To be honest, I was actually sleeping when the offer came in. I had set my alarm for 4:30 am to prepare for work. And because I was working on applications, the first thing I always did upon waking from sleep was to check for any new emails or updates on my applications. That morning, I woke up before my alarm and decided to check my email. Lo and behold, the first thing I saw was "Congratulations!". I jumped up from my bed and ran to my parent's room screaming! My mum was so scared and thought something was wrong. Lmao. Everyone was so excited about hearing the good news.
That must have been surreal. I can't imagine how proud your family must have felt. I mean, you won a full-ride to the University of California, Berkeley.
Yes, it was such an exciting moment for everyone.
How did you navigate applying within your work environment? We hear about stories of bosses who become toxic when they find out that their employees are applying to graduate school.
Oh, my employer already knew I was applying.
Ehn? Wahalla oh! Was that not a problem?
Not at all. My firm was very supportive. My boss would regularly send me a list of schools and scholarship opportunities to apply to. He even helped out with my recommendations and encouraged me every step of the way. I am glad to have gotten the support I needed every step of the way.
That's amazing! Speaking of recommendations, a ton of students struggle with securing referees for their applications. Many students complain of having to speak with lecturers with whom they have no relationship or lectures even failing to submit their recommendations before their deadlines. How did you navigate that?
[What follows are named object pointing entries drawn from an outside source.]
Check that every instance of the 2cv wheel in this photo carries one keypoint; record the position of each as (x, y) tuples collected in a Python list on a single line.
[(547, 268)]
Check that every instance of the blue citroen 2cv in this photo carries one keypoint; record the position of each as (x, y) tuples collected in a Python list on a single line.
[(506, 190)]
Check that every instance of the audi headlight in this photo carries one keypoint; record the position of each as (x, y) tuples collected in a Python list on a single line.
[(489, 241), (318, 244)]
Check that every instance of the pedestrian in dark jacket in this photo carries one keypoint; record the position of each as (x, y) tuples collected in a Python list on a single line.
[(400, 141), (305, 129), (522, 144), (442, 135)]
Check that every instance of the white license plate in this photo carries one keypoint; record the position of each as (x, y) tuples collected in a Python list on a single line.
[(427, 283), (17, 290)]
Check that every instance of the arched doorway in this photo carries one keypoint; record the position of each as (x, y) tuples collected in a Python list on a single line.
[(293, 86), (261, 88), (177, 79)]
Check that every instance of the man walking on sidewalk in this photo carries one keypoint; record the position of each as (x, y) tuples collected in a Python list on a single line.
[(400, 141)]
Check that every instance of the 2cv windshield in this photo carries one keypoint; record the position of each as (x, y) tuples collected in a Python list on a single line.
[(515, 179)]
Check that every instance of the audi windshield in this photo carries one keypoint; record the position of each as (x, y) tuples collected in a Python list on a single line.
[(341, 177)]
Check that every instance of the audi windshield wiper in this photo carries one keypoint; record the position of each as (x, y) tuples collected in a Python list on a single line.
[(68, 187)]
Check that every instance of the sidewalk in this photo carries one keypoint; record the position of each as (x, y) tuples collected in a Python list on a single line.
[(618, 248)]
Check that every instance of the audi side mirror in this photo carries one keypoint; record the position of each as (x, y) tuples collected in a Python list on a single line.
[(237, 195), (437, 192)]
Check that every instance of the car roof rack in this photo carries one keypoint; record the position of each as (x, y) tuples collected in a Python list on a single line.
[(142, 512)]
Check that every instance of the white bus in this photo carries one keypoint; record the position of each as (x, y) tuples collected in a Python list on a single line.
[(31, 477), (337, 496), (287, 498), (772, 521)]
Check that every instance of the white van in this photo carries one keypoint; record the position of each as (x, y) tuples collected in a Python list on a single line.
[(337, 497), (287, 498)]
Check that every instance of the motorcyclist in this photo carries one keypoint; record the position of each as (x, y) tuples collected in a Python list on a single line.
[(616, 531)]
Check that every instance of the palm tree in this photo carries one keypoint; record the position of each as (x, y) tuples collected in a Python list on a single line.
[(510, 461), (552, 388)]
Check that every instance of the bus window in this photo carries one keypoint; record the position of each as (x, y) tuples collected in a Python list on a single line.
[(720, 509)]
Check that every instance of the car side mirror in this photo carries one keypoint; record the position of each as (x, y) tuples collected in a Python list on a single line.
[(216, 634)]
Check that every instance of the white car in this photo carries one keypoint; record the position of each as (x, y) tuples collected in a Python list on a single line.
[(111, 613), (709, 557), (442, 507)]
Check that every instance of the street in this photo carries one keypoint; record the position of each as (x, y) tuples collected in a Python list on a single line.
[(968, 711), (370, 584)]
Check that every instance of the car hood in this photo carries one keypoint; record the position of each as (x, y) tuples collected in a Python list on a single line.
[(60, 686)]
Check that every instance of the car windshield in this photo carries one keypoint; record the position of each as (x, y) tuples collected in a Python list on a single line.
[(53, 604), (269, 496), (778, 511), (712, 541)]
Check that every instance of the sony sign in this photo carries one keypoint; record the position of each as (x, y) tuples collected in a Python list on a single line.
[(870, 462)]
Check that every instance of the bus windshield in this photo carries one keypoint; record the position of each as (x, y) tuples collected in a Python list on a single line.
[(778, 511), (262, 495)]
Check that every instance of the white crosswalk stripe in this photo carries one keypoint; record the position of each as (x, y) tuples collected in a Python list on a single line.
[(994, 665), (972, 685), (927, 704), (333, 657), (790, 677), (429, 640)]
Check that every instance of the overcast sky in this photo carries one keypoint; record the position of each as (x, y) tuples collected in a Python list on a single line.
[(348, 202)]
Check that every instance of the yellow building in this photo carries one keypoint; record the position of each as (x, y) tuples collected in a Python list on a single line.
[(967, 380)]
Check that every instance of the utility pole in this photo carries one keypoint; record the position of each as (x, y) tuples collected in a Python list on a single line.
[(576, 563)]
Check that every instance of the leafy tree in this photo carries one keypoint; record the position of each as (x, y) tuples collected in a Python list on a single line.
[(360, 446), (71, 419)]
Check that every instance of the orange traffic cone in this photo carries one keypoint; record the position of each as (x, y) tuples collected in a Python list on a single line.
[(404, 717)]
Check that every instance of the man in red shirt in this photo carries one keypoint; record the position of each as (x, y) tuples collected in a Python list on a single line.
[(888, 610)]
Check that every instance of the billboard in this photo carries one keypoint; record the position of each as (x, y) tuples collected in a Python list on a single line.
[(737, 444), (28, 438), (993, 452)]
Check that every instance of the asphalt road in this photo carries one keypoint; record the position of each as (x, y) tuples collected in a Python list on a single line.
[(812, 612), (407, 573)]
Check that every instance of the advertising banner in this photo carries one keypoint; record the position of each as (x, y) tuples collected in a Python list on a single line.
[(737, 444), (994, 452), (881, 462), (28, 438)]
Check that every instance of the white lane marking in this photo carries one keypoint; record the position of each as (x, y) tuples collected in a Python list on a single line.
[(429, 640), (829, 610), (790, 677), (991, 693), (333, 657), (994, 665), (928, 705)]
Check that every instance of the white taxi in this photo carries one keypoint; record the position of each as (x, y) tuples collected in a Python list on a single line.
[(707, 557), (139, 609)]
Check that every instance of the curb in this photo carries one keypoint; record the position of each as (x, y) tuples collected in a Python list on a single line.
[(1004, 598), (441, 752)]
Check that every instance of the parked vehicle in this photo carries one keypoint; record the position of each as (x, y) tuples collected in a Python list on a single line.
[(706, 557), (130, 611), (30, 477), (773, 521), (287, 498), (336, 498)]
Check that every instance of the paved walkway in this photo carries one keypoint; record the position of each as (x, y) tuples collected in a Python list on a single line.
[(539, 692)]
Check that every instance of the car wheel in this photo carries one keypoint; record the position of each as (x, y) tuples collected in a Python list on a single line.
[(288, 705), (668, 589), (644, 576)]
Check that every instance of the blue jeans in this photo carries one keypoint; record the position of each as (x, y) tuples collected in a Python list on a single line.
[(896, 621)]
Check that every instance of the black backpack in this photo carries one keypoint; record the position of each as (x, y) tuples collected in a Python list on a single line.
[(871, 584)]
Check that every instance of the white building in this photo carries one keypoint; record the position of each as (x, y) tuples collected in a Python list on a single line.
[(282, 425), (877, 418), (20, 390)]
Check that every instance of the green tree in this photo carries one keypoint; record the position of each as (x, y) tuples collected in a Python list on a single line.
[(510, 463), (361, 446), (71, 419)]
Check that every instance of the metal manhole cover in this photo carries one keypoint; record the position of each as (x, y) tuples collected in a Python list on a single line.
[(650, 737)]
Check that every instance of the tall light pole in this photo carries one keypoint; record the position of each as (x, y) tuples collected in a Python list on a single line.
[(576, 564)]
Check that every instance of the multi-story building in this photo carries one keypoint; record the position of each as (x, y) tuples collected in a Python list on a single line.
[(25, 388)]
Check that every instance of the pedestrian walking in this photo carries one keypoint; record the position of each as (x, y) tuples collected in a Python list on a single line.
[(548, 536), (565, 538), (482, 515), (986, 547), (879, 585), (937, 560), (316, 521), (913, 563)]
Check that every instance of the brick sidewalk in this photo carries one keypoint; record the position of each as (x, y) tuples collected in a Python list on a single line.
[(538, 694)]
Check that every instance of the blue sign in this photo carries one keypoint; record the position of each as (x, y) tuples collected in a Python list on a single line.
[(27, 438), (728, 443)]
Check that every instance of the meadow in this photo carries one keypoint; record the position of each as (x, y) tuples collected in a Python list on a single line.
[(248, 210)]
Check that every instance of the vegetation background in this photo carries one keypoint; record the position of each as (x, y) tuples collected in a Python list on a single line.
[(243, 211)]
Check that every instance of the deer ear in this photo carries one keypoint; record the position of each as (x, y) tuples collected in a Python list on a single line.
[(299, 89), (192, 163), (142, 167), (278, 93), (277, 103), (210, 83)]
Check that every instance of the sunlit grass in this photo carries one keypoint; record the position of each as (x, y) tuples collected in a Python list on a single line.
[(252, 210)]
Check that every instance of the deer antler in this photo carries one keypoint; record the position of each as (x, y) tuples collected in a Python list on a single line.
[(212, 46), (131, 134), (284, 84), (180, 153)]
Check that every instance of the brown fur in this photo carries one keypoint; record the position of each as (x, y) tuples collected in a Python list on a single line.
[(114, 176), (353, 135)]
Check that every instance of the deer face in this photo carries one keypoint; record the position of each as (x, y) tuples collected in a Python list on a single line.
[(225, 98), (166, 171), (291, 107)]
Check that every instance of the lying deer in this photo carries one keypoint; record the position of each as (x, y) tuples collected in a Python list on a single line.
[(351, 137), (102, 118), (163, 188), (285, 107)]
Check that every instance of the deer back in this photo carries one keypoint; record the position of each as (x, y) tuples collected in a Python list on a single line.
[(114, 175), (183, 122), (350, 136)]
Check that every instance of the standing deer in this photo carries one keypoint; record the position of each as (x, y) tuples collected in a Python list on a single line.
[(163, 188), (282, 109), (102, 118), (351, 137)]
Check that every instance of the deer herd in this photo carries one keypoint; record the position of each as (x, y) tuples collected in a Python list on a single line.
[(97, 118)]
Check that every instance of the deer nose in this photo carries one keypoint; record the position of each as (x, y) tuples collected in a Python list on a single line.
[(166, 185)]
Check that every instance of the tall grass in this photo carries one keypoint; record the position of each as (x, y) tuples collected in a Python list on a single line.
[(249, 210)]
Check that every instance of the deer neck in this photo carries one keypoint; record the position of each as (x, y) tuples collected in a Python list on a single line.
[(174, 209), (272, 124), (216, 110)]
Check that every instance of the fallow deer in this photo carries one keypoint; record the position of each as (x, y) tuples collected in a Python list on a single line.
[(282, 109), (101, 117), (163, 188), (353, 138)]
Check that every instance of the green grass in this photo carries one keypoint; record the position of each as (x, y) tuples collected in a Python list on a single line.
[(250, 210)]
To be honest, because of my academic track record, my lecturers already knew me. However, way before I started my applications, I reached out to my referees and discussed my plans with them. I ensured I communicated what was expected from them based on what was taught in the Graduate School Application Bootcamp and gave them ample time to draft their recommendations. Thankfully, my referees all submitted in good time. I understand how distressing it may be to prepare a competitive application but miss out on an opportunity just because of a late or weak reference submission. No one should have to go through that.